Если бы я был Владимиром Соловьевым, я бы сказал об этой тоске стихами. Что-нибудь вроде:
Земля и солнце, и луна,
Созвездий ярких тишина
И синей тверди глубина —
Все это лишь отображенье,
Лишь тень таинственных красот,
Того, что к космосу влечет, —
Родного духа. В нем живет
К святой бескрайности влеченье…
Размером и формой шестигранная каюта более всего напоминала ячейку пчелиных сот, а обустройством и захламленностью – старый чулан. Только вещи и книги не лежали здесь грудами на полу, а хаотично плавали от стены к стене или были аккуратно пристегнуты к ним ремешками.
… Корабль пристыковался к базовой станции «Русь», на которой, как трамваи в парке, собирались после восьмичасового трудового дня все мусорные утилизаторы данного сектора. Несколько раньше крановщик получил электронное приглашение посетить станционный бар и мечтал поскорее выбраться из своей грязной сине-желтой махины. Но теперь вдруг задумался, стоит ли. Здесь так уютно и безопасно…

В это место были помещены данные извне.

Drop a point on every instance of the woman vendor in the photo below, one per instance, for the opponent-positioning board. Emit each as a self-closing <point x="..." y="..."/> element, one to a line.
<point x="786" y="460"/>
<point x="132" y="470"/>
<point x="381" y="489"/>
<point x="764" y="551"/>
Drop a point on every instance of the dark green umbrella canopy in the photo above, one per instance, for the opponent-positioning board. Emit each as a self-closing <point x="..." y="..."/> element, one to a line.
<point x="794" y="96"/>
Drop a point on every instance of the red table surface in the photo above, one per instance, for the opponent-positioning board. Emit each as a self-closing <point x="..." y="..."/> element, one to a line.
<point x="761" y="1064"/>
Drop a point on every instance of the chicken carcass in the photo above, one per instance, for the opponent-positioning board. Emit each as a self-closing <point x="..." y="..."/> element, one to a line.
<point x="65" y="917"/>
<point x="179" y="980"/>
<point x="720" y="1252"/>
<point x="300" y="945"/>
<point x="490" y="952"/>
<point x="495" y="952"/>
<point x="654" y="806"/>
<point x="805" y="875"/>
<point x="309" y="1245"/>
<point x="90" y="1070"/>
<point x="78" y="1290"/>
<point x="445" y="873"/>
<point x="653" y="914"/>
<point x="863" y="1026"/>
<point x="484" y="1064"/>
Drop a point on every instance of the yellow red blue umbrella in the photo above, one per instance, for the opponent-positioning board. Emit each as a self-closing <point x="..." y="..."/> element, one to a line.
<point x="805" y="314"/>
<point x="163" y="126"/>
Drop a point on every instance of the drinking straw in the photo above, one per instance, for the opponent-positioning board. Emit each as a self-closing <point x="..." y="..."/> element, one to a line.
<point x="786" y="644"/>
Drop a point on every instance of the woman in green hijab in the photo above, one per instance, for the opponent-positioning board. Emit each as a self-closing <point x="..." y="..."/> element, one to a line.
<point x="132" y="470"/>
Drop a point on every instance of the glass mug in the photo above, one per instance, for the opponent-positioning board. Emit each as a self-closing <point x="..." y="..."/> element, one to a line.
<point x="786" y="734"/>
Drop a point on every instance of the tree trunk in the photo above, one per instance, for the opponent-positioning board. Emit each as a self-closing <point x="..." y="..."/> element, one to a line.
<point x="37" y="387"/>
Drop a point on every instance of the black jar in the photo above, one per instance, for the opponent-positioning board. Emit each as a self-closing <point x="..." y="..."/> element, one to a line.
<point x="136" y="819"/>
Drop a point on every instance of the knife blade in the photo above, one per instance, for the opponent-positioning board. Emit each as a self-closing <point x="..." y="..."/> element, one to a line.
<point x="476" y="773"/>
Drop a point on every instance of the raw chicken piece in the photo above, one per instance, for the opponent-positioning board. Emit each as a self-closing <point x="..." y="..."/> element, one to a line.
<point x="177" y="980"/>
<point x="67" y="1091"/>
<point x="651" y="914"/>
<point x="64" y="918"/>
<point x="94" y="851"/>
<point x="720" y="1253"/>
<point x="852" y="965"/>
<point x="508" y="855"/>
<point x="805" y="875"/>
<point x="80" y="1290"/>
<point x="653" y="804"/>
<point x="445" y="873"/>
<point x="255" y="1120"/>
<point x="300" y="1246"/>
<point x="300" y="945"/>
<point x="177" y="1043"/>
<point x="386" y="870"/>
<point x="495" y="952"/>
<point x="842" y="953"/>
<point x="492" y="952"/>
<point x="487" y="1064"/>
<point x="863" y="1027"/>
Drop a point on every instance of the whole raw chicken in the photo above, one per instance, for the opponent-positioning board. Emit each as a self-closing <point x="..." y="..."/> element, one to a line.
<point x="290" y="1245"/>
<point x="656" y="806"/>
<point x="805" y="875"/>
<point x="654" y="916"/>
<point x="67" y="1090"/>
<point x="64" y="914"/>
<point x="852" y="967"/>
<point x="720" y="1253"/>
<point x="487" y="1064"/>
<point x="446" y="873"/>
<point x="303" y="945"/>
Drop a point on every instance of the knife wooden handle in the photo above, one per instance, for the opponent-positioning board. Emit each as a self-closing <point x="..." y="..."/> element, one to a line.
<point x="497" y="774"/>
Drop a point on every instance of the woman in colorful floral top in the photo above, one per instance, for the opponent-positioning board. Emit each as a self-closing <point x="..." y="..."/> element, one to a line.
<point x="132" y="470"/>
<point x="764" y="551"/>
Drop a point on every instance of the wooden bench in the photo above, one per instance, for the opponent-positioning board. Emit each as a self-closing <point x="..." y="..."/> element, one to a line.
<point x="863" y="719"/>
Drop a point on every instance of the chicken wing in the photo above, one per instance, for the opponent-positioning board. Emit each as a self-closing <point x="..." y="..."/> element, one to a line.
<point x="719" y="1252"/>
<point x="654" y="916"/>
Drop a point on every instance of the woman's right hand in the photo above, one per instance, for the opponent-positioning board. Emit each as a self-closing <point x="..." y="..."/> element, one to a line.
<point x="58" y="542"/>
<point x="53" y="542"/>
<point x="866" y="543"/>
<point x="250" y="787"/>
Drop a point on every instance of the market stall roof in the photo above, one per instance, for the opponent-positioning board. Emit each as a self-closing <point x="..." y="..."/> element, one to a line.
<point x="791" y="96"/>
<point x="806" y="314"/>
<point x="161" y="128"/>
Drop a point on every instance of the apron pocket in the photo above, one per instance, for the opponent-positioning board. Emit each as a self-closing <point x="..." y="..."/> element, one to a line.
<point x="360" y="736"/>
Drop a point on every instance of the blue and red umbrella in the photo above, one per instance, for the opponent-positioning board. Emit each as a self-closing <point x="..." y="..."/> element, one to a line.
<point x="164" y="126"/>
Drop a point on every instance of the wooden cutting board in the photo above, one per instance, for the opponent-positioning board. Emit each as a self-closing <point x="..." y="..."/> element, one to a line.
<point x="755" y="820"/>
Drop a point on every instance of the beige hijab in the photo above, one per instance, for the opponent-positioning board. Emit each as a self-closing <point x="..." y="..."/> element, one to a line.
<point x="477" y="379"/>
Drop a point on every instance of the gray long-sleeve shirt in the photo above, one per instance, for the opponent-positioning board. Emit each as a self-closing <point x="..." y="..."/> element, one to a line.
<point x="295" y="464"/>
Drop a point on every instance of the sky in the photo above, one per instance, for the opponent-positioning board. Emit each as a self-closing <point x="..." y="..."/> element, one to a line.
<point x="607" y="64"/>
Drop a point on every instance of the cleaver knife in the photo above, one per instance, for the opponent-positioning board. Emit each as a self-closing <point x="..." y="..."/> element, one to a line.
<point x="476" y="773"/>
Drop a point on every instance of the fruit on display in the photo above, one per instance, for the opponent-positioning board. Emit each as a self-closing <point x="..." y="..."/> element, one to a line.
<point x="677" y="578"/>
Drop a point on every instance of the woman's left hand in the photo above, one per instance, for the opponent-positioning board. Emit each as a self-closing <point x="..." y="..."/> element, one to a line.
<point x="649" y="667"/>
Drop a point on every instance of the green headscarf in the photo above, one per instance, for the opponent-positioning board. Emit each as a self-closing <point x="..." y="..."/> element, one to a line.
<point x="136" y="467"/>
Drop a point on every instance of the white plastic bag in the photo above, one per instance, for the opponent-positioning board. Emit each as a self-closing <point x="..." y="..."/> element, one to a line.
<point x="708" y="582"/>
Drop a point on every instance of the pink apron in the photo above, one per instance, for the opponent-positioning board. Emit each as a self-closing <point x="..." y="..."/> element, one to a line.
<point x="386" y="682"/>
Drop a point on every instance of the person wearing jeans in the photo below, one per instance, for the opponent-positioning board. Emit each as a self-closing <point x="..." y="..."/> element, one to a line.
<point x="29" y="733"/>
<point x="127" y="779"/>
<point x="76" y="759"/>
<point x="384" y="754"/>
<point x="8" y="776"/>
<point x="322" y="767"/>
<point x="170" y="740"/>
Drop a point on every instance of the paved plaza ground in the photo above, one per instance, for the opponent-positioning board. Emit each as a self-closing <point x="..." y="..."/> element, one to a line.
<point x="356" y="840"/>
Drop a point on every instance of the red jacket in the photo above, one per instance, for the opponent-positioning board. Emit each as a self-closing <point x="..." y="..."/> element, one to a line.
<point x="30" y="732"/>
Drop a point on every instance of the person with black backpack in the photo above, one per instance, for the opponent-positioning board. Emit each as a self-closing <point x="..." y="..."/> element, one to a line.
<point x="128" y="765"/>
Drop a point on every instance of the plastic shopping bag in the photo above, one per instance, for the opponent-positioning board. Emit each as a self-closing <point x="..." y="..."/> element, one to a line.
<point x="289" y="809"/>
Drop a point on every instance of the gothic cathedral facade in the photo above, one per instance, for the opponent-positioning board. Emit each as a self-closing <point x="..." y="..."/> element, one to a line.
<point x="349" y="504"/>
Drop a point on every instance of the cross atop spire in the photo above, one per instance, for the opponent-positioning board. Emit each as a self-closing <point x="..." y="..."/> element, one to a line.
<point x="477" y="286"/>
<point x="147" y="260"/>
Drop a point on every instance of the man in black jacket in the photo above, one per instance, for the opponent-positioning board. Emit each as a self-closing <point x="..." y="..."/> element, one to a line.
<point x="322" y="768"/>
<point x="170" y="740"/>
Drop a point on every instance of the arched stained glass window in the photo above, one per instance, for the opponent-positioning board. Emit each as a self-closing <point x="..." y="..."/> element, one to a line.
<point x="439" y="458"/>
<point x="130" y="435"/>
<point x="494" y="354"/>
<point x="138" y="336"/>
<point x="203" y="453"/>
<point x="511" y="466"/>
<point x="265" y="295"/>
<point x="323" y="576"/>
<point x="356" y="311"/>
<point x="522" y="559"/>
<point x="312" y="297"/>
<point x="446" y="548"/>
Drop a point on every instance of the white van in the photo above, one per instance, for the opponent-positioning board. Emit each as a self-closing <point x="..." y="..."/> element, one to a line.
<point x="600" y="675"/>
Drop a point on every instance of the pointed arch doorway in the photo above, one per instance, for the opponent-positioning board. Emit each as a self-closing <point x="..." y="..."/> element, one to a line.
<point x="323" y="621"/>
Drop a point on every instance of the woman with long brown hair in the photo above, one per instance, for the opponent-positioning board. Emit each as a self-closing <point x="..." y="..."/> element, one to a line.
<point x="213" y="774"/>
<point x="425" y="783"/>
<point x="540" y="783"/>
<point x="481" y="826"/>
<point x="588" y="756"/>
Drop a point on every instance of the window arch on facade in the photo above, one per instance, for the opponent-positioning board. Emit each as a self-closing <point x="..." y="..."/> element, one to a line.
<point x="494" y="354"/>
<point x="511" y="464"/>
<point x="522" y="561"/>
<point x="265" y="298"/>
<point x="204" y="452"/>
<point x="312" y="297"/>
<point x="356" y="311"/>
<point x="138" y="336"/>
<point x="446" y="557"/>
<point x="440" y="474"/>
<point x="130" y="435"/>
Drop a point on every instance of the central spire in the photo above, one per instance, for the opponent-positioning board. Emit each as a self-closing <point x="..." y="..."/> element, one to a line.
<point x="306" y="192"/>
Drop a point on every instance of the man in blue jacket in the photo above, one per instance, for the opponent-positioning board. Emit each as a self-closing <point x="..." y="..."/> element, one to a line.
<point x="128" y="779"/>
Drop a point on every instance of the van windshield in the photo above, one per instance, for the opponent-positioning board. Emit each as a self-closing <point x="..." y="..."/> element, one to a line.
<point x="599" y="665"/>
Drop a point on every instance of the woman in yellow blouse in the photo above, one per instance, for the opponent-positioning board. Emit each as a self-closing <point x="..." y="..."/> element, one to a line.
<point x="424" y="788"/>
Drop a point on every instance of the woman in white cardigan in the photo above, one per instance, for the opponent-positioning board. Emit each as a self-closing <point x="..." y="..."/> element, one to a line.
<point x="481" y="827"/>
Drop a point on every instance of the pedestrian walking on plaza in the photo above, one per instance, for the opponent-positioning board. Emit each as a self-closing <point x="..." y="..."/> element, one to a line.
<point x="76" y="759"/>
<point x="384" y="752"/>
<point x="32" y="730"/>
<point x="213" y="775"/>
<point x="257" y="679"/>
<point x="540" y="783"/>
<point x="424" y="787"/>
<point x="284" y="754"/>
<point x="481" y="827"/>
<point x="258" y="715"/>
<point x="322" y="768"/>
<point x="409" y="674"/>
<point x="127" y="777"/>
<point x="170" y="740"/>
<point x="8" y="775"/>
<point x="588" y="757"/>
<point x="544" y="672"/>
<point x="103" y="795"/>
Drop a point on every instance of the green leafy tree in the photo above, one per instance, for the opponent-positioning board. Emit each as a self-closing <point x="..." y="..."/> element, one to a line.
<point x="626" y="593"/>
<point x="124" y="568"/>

«Впрочем, если не пойдешь, потом наверняка пожалеешь, – подумал Даниил. – Ведь там будут друзья из Народного театра, и они будут говорить о чем-нибудь интересном или даже обсуждать какой-нибудь грандиозный план, в который, если не появиться вовремя, меня наверняка забудут включить…» Мечтатель вздохнул, в последний раз окинул взглядом свое холостяцкое убежище и покинул его.
* * *
Уже за порогом, обозначавшим границу помещения клуба, было полно народу, темно, накурено и омерзительно злачно. Даниил явственно ощутил раскаяние за то, что не внял праведному внутреннему голосу и поддался тщеславным страстям. Он, пожалуй, даже вернулся бы домой, если бы не давила жаба: из-за центробежной гравитации вход сюда был платный и недешевый. Отдать деньги и отправиться восвояси – на это у Дани бескорыстия не хватило.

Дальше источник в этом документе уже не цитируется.